Бродячая группа пропагандистов, разъез­жая по фронту и разъясняя солдатам смысл революции и пользу от нее народу, посетила и расположение Дагестанского конного полка. Дежурный офицер пытался .их не допустить, но командир полка приказал собрать всех сво­бодных всадников и выстроить их на площади. Довольные агитаторы вошли в середину сидя­щих всадников и три часа упражнялись в крас­норечии перед молчаливой аудиторией. Когда же кончили, то предложили задавать вопросы. Гробовое молчание. Хитро улыбаясь, командир полка пояснил, что никто из аудитории по-рус­ски не понимает. Сконфуженные агитаторы ис­чезли.

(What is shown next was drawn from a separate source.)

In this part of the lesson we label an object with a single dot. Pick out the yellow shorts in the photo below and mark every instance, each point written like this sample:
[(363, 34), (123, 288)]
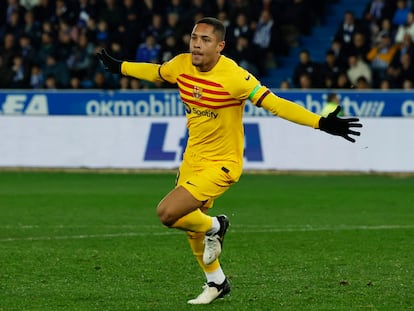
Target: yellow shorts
[(207, 180)]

Привожу несколько куплетов песни Даге­станского полка сложенной во время 1-й миро­вой войны:

1. Вот едут лихо Дагестанцы
На поле ужасов войны
И провожают их веселой
Любимой звуки их зурны.

2. Смелей, смелее, Дагестанцы,
На вас ведь смотрит весь Кавказ
Ведь знают вас уже австрийцы,
Вы их бивали и не раз.

3. Поля Галиции видали
Сияние алых башлыков,
И даже венгры испытали
Набеги диких удальцов.

4. Вперед, вперед, сыны Кавказа,
Покажем Русскому Царю,
Что не боялись мы ни разу
И что несем мы смерть врагу.

5. Пусть вся Россия уповает
На свой народ, а с ним на нас,
Пусть каждый всадник также знает,
Что Сам Аллах в войне за нас.
(Автор стихов известен пишущему этот очерк).

  1. Княжна Варвара Александровна Аргутинская-Долгорукова.

Вроде княжны Мери из «Героя нашего вре­мени» Лермонтова. Она была достопримеча­тельностью не только Темир-Хан-Шуры, но всего Кавказа. Старое поколение особенно ее уважало. Я застал ее в возрасте за 60 лет, веч­ной барышней, совершенно седой, но более при­влекательной, чем другая молодая женщина. Ее звали за глаза «вечной невестой». В молодо­сти у нее был, говорили, неудачный роман с губернатором Дагестана, кажется князем Баря­тинским, но замуж почему-то она не вышла, хотя ее род был аристократическим; он образо­вался от слияния двух родов — Князей Долго­руковых и армянского Аргутинского. Освобо­дитель и усмиритель горцев Дагестана, ген. князь Аргутинский, памятник которому стоял в центре г. Темир-Хан-Шуры, был ее дядей или, вообще, родственником.

У княжны Вари был свой особенный шарм, глаза ее блестели, лицо было очень моложаво и она была всегда окружена молодыми офице­рами. Беда, если вновь прибывший в Шуру не представился ей, она деспотически требовала новичка к себе. Она была очень остроумна и всегда весела, но осталась навсегда старой де­вой. Ее знали на курортах и в Тифлисе, у На­местника она была свой человек. Что же удер­живало ее в такой глуши? Вероятно воспоми­нания молодости. Она была живой свидетель истории Дагестанского полка, в котором слу­жил и ее брат. Революция сразу прибила ее, и она исчезла без следа. Во всяком случае, во время хаоса и гражданской войны в Дагестане ее не было видно.